O presidente da Câmara dos Deputados, Hugo Motta (Republicanos-PB), confirmou a líderes partidários que colocará em votação, nesta quarta-feira (17), o pedido de urgência para o projeto de lei que concede anistia a condenados pelo 8 de Janeiro. A decisão aumenta a tensão entre governo e oposição, já que não há definição sobre qual versão do texto será levada ao plenário.
Segundo relatos, Motta disse que pretende discutir os termos do projeto com líderes ainda na quarta, pouco antes da votação. Enquanto isso, parlamentares do Centrão defendem uma proposta "light", que não inclua uma anistia ampla, geral e irrestrita, como pedem bolsonaristas. A ideia é construir uma saída intermediária que diminua a pena dos condenados do 8 de Janeiro.
O governo, no entanto, se articula para barrar o avanço da proposta. A ministra de Relações Institucionais, Gleisi Hoffmann (PT-PR), afirmou que a anistia é "imoral e inconstitucional" e anunciou que o Planalto vai atuar para derrubar o pedido de urgência. Gleisi se reúne nesta terça-feira (16) com ministros da ala política para coordenar a reação. A estratégia inclui pressionar bancadas, estimular ausências em plenário e até afastar ministros com mandato para reforçar votos contrários.
Aliados de Lula avaliam que a anistia não representa interesse nacional e que a pressão sobre Motta vem do crescimento da mobilização bolsonarista, intensificada após a condenação do ex-presidente Jair Bolsonaro (PL) pelo Supremo Tribunal Federal. Além de deputados ligados a Bolsonaro, defendem o projeto figuras como o governador de São Paulo, Tarcísio de Freitas (Republicanos), e o senador Ciro Nogueira (PP-PI).
Nos bastidores, o Planalto prepara medidas de retaliação. Parlamentares que apoiarem a urgência podem perder indicações para cargos federais e ver a liberação de emendas parlamentares travada. A Secretaria de Relações Institucionais já enfrenta cobranças de governistas para acelerar a execução de recursos prometidos.
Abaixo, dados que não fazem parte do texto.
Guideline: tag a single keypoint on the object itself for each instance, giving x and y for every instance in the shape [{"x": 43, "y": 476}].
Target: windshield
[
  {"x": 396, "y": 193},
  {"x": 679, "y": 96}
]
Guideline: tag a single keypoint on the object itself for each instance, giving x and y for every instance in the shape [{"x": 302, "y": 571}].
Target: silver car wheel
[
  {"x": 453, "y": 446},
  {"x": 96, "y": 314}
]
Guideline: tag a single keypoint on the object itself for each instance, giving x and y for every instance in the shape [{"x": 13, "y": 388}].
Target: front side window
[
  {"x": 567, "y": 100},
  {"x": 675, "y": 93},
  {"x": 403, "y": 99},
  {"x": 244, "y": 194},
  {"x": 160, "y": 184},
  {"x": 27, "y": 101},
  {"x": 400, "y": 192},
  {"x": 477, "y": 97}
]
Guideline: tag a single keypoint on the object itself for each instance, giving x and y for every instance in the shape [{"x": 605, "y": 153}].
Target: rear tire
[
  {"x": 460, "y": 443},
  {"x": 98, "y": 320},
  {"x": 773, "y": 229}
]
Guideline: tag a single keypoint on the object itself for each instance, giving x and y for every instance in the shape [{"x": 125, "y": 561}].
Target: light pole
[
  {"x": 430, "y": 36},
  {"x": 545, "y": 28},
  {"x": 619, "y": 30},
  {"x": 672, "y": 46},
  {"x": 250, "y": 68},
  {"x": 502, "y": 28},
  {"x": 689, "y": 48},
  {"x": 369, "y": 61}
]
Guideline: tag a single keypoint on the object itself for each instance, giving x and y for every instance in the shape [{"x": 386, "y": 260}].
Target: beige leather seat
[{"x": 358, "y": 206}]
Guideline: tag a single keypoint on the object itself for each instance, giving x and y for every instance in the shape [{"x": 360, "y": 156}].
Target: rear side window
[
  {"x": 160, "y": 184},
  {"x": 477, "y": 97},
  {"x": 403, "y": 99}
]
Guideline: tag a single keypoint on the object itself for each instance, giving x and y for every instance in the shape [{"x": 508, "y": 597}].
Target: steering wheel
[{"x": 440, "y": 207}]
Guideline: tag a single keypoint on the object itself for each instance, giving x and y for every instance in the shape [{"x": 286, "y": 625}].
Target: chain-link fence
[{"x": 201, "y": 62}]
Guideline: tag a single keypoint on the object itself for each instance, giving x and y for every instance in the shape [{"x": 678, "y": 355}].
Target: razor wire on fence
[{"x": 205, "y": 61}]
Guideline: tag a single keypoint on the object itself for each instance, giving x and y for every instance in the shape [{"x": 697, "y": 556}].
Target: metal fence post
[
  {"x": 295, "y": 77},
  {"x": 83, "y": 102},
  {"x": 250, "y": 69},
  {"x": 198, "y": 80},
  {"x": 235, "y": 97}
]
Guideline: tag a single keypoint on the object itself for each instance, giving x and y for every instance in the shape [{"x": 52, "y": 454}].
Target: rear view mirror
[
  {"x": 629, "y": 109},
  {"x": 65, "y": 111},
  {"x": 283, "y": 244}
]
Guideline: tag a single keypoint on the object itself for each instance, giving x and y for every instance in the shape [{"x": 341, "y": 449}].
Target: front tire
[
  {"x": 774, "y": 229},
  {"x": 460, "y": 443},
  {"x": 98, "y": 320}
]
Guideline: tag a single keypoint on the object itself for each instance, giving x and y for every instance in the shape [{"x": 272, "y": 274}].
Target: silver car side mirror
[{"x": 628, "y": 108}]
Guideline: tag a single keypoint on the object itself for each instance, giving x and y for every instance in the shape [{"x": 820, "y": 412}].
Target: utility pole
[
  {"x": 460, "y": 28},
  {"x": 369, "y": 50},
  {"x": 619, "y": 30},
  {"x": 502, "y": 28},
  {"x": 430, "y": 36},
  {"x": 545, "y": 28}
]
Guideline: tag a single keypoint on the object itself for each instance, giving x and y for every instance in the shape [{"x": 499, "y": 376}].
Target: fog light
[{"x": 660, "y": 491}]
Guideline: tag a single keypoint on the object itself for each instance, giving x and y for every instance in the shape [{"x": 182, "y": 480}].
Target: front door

A indefinição sobre o texto que será pautado aumenta a disputa. Uma parte dos líderes avalia que a votação da chamada PEC da Blindagem, também marcada para esta semana, pode servir como válvula de escape. Aprovada, ela poderia aliviar a pressão sobre deputados contrários à anistia, que buscam dar recados políticos em outras frentes.
Com a votação prestes a ocorrer, governo e oposição correm para contar votos. O resultado da disputa definirá se a proposta avança ou se ficará paralisada, prolongando a crise entre os três poderes.